Se notaba de inmediato que la casa era una habitación de recién casados.
En las paredes todavía colgaban letras rojas relucientes.
Dentro, había una enorme cama matrimonial, de esas que miden dos metros y estaban adornadas con sábanas color carmesí.
Joana dudó, frenando sus pasos, sin atreverse a entrar del todo.
—La verdad… puedo dormir en la sala —murmuró, con la voz apagada.
Fernanda frunció el ceño, evidentemente molesta.
—¡Aquí solo hay un cuarto! ¿Todavía te pones exigente? Hasta les cedí mi habitación a ustedes, la sala es donde yo me voy a quedar.
Joana bajó la cabeza, mordiéndose el labio.
—Perdón, de verdad. Gracias por todo esto.
En fin, pensó. Solo era una noche, tampoco era para armar un drama.
...
Al caer la noche, Arturo le pidió prestado el celular a Fernanda.
Aprovechó para dar instrucciones a su gente, asegurándose de dejar todo bajo control durante su ausencia y frenando a quienes en la empresa ya se empezaban a sentir con alas.
Cuando regresó a la habitación, traía una vela encendida en la mano. La luz de la luna, blanca y suave, se colaba por la ventana y bañaba todo el cuarto.
Joana estaba recostada, inmóvil, sobre la cama color rojo intenso. Miraba hacia afuera, perdida, y en la comisura de sus ojos se asomaba una lágrima.
Arturo colocó la vela en la mesita junto a la cama.
Joana, al escuchar el leve ruido, giró la cabeza.
Vio cómo él se sentaba en un banquito al lado de la cama, con las piernas largas recogidas, mirándola con una mezcla de curiosidad y algo imposible de descifrar.

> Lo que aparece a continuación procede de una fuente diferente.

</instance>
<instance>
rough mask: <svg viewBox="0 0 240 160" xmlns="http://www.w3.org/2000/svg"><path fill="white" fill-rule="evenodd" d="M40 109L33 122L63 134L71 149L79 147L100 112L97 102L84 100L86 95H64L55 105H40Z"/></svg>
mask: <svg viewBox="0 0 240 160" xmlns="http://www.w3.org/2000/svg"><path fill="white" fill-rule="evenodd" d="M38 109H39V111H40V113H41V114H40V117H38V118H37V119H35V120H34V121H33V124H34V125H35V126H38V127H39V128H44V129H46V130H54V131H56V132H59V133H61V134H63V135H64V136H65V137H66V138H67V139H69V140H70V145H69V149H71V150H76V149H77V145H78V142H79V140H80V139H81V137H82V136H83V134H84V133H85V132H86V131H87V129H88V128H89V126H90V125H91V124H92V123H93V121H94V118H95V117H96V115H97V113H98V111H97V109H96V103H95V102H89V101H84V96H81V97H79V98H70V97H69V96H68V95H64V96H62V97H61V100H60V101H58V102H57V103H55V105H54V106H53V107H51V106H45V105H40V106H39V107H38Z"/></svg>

Joana aspiró hondo por la nariz.
Solo cuando sintió el frío en sus mejillas, se dio cuenta de que llevaba rato llorando.
La mano grande de Arturo apareció frente a ella, ofreciéndole un pañuelo.
Con la voz baja y tranquila, Arturo le dijo:
—Había una vez un niño —empezó Arturo, su voz era cálida, pausada, casi hipnotizante—. Sus papás se querían mucho, pero él era invisible para ellos.
—La mamá lo despreciaba, nunca le mostró una sonrisa. De pequeño, lo crio su abuelo hasta que cumplió trece años.
—Después, el papá murió en un accidente y la mamá cayó gravemente enferma. El niño volvió a casa, creyendo que su mamá lo recibiría con cariño. Lo único que encontró fue encierro sin fin.
—La mamá lo odiaba…
La voz de Arturo tenía algo especial, una tranquilidad que calmaba el corazón.
Al principio, Joana solo escuchaba, casi burlándose por dentro. ¿Cómo iba a existir una madre tan cruel? Pensó que Arturo necesitaba mejorar sus historias.
Pero, conforme avanzaba el relato, se dio cuenta de lo amargo que era todo. No quería imaginar qué sería de alguien con una vida así de dura.
Abrazó la cobija como si intentara protegerse y, sin darse cuenta, los párpados le pesaron.
En medio del sueño, sintió que alguien se acercaba. Alguien que, con cuidado, la arropaba bien.
Por fin, pudo dormir sin pesadillas.
Cuando despertó, el sol ya llenaba el cuarto de luz.